Friday, March 24, 2017

The Casino and the Resort

Each US health insurance provider is in business for many more reasons than to only make money. Those different aspects of their business model are much easier to understand with an analogy I’ve been playing around with this morning. Imagine a typical casino with a hotel/restaurant included. The multiple restaurants include a cocktail lounge and live entertainment. The hotel includes swimming pools, tennis courts, golf courses and spa facilities. There is a large staff serving the individual patrons and aiming to deliver exceptional customer service. There is a lot happening besides the gambling operation. 

On the surface, it appears the patrons are gambling their own money at tables and slot machines. A deeper look reveals the casino is gambling on the number of patrons who lose money compared to those who win, as well as how big those wins and losses will be. They maintain tight security to insure that no one is gaming the system and changing the odds. For the casino to make money, the odds have to favor the House. 

Health insurance companies resemble these casino/resort operations. Here’s some of the facets which match the food service, lodging and resort operations:
  • processing payments for premiums due periodically from enrollees
  • processing claims from patients who have received medical services
  • reimbursing the medical service providers for their services rendered
  • assisting new applicants in choosing among different plans, levels of protection, etc.
  • processing applications and payment setups for new enrollees
  • terminating enrollees for reaching policy maximums, violating policy terms or falling behind on payments
Each of these services thrive in the private sector with market competition to lower costs, improve services and inspire innovations. There is no hidden harm, delayed damage or unintended consequences from these business operations conducted in a free and fair market. A government bureaucracy would have fewer or no incentives to improve. 

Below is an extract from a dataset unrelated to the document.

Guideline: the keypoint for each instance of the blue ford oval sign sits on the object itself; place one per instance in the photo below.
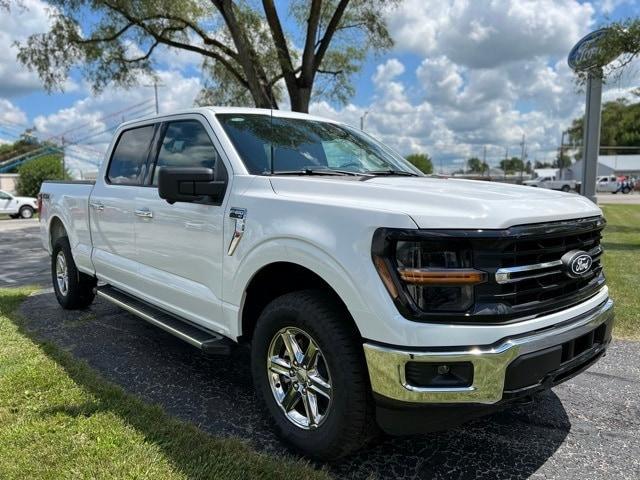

Health insurance companies also resemble casino operations:
  • luring more healthy people (losers) to enroll in order to offset the cost of sick people (winners)
  • lobbying Congress and State Insurance Commissions to not require more coverage (winning) or lower premiums, copays, deductibles (winning) without improving the profitability (losing)
  • reducing the schedule of benefits to insure more profitability and management rewards (losing) at the expense of enrollee protections, guarantees (winning)
  • colluding with other insurers to fix prices and actuarial odds so none of the rivals gain an “unfair” competitive advantage in luring the healthy people (losers) to change insurers
  • increasing the size of the entire insurance operation to better aggregate risk (diluting winners with more losers), to realize “economies of scale” and to lessen the impacts of catastrophic illnesses (big wins) 
The 27 countries that have “single payer” programs in place have shut down these casino operations in health insurance. Their private insurance companies continue to run the resort operations and compete on customer service measures to attract more patrons. It is now illegal to profit from citizens’ wellness and compromise care for financial gain. The public sector is the only casino in the entire country. The government aggregates all the healthcare risk for the entire nation. It can breakeven by balancing benefits and enrollee costs. Eliminating the expense of six or seven figure salaries and huge bonuses among insurance executives contributes to lower costs for premiums, copays and deductibles.

Germany has kept private insurance for 15% of their wealthiest citizens. Everyone that does not qualify for the private insurance is enrolled in the public, single payer system. This works well because all customers are not the same. There are little differences between insurance buyers like those who want maternity benefits or nursing home benefits. There is also a big difference between customers who believe:
  • “you get what you pay for and the more you pay - the more you get”
  • “you don’t get more tangible benefit by paying more and paying more amounts to paying too much” 
Private insurance works well for those who want to pay more to get more. They are not looking for bargains, guarantees or protection from ripoffs. They also appreciate HSA’s (health savings accounts) to aggregate their personal risk and level-out their spending. Public insurance works well for everyone else. It’s a win/win arrangement that realizes the best of both in a hybrid solution. 


The big problem with the ACA (Obamacare) is the perpetuation of private casino operations for everyone not on Medicare, Medicaid or VA benefits. The market incentives to gamble with citizens health are getting thoroughly exposed by the recent debates on the “Repeat & Replace” agenda. It’s clearly time to make health insurance “casino operations” illegal for everyone or for all but the wealthiest citizens.